I Wear Other People by Rosaleen Lynch

I wear other people. Their clothes, their shoes, their hair and skin and bones. An organ might not fit, or a limb might creak, or a muscle groan. Adjusting to auditory and visual signals takes its toll. And practice. A new residence is wearing on the soul.

I fill the hollows first. This morning a mouth open in a scream into her lungs where deployed I keep the heart beating until I am her and I lift what is now my body from the pine-needle bed and find my other plimsoll and put it on as if it will make all the difference to my stumble out of the forest to flag down a car where I leave her in the arms of a stranger to find herself again. 

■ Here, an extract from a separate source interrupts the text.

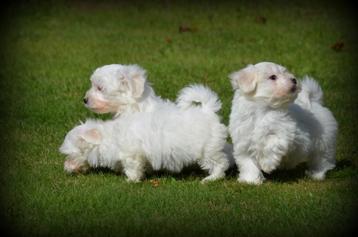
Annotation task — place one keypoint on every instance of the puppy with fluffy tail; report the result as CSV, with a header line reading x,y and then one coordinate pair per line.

This afternoon I am dragged into a yawn. Sucked into the cavernous mouth and through the sinus pain into the brain to fill the empty space of boredom with serotonin daydreams and in the evening I slide inside a moan of deferred pleasure to slip down the throat and catch, and with a gulp, trigger the fluttering, pour the heat into the core. In the morning, travelling with a hunger pang, I find my way on wafts of toasted bread through the nasal passage directly to fill the empty belly until it can once more be filled with food. 

The sigh is the most temperamental. The shortest lived and the greatest depths of quarried desperation. There I fill the void born from loneliness, regret and sorrow with another’s joy. 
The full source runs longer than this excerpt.